Dr. Robert Langer and his research team at MIT have a method called the CAM test for determining the amount of angiogenesis-inhibiting factor in shark cartilage preparations they have found that several shark cartilage products are without significant potency. Their test measures the membrane reaction of fertilized chicken embryos to the products.
Shark cartilage marketed under the trade name Cartilade is packaged in gelatin capsules containing 740 mg of 100-percent pure dried shark cartilage, with no additives or fillers. It is also available as a bulk powder in bottles containing 500 gm.
Dr. Lane has been an active force behind developing the technology to produce a shark cartilage product with a standardized potency. Dr. Lane has informed me that a new shark cartilage product is currently in development that will have nearly double the potency of the CDI now available. Besides the benefits of oral administration, availability without a prescription, non toxicity and lack of significant side effects, another important advantage of shark cartilage is that it can be used in conjunction with alternative and conventional cancer therapies without conflict.
The shark is a scavenger with an important role in the ecological balance of the ocean. Although shark cartilage is an exciting new product, I was initially disturbed by the thought of large numbers of sharks being fished. I have since found out that most of the sharks used are caught off the coastal waters of Central America, primarily near Costa Rica, to be used by the local people for food; they eat the meat and throw away the cartilaginous skeleton. A plant has been built in Costa Rica, and now the shark cartilage is being processed and used instead of being discarded as useless.
Side Effects and Toxicity
Shark cartilage is a completely natural product that is safe and nontoxic. A small percentage of patients experience slight nausea taking shark cartilage on an empty stomach, and some complain that the quantity of capsules they have to take causes them to lose their appetite. These complaints are minor when compared with the side effects produced by most traditional forms of chemotherapy.
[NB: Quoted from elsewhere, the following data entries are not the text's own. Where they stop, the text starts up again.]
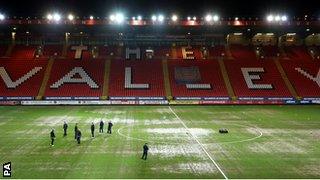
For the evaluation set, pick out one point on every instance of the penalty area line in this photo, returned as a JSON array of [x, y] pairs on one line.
[[200, 144]]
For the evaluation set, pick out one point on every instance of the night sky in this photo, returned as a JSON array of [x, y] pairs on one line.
[[225, 8]]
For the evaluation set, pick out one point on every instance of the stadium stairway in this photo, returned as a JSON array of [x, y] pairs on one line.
[[166, 79], [228, 52], [106, 78], [285, 78], [226, 79], [9, 50], [45, 79]]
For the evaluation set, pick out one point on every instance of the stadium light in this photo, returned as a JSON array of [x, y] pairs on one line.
[[70, 17], [49, 17], [215, 18], [160, 18], [118, 18], [270, 18], [56, 17], [2, 17], [154, 18], [284, 18], [208, 18], [174, 18]]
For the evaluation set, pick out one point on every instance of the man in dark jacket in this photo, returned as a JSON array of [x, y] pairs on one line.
[[75, 131], [65, 127], [101, 126], [78, 136], [92, 129], [52, 136], [109, 127], [145, 151]]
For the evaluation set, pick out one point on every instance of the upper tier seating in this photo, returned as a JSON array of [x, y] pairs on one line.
[[242, 52], [92, 72], [23, 78], [208, 73], [146, 75], [304, 76], [268, 75], [3, 49], [23, 51], [297, 53]]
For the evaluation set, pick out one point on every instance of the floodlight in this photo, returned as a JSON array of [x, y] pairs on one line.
[[174, 18], [112, 17], [215, 18], [56, 17], [119, 17], [2, 17], [70, 17], [270, 18], [284, 18], [160, 18], [154, 18], [208, 18], [49, 17]]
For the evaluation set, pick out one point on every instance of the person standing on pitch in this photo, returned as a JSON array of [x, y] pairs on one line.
[[75, 131], [109, 127], [145, 151], [65, 127], [78, 136], [52, 136], [92, 129], [101, 126]]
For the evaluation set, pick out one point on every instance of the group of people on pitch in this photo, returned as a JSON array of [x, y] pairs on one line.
[[77, 132], [77, 135]]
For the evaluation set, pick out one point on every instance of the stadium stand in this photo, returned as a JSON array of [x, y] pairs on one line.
[[147, 77], [3, 50], [304, 76], [261, 80], [297, 53], [20, 78], [23, 51], [85, 79], [204, 75], [240, 52]]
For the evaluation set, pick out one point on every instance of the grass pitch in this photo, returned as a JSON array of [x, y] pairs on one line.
[[263, 142]]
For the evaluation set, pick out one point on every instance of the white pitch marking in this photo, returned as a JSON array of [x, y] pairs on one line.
[[201, 145]]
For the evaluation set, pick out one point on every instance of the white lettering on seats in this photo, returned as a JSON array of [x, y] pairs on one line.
[[250, 77], [187, 53], [69, 78], [198, 86], [13, 84], [309, 76], [135, 52], [79, 50], [128, 81]]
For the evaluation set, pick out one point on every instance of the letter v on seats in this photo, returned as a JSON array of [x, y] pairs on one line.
[[14, 84]]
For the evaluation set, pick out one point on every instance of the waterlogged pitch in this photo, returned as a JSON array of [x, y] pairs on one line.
[[184, 142]]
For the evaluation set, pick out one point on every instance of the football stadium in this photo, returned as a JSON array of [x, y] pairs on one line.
[[198, 95]]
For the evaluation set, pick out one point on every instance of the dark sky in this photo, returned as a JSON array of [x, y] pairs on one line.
[[226, 8]]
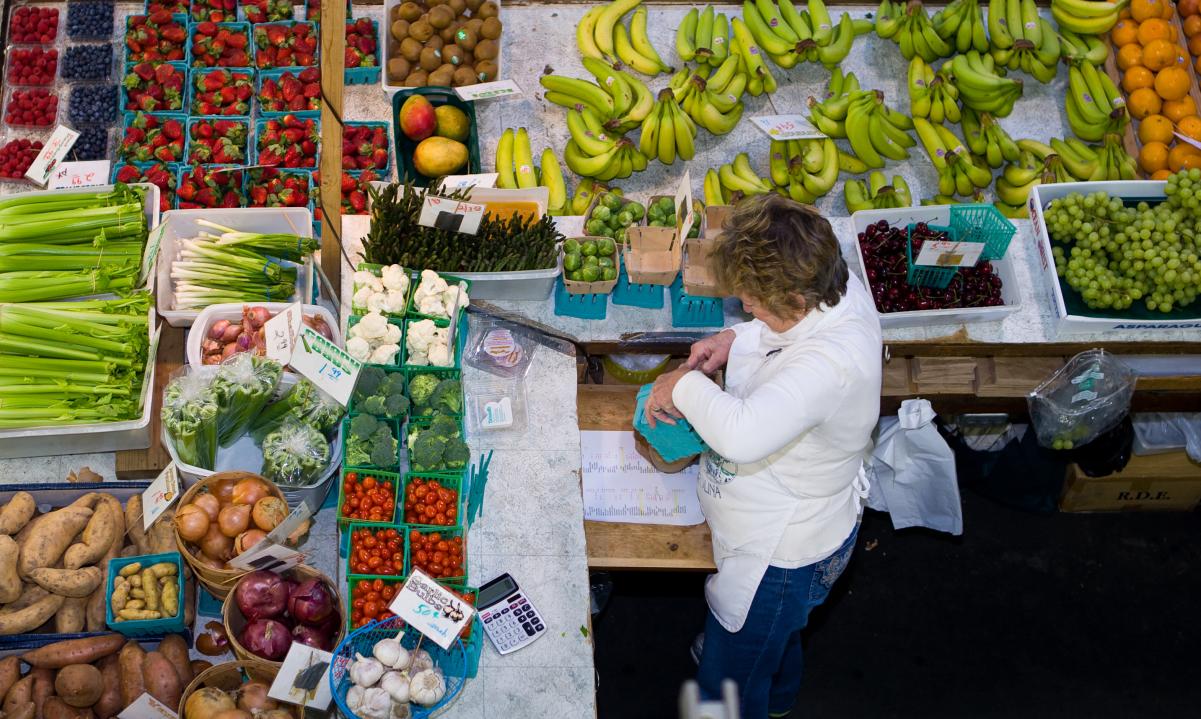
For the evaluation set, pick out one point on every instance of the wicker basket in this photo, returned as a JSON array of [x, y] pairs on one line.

Until recently the usual dosage of shark cartilage for an adult was fifteen 740-mg capsules daily, taken orally, and administered in three doses of five capsules each. The capsules should be taken on an empty stomach about thirty minutes before meals so that the digestive acids in the stomach don't destroy the active ingredient.
The promising new findings about the effectiveness of high-dosage shark cartilage administered as a rectal retention enema necessitate updating the dosage recommendations. The current dosage recommendation is 1 gram of powdered shark cartilage per each 2 pounds of body weight, daily. Thus, a 120-pound individual would receive 60 grams of powdered shark cartilage rectally each day.
It is worth noting that the value of shark cartilage is not limited to cancer therapy. There is significant research demonstrating benefits from the administration of shark cartilage for other medical conditions, such as osteo- and rheumatoid arthritis, lupus, scleroderma, psoriasis, and eczema.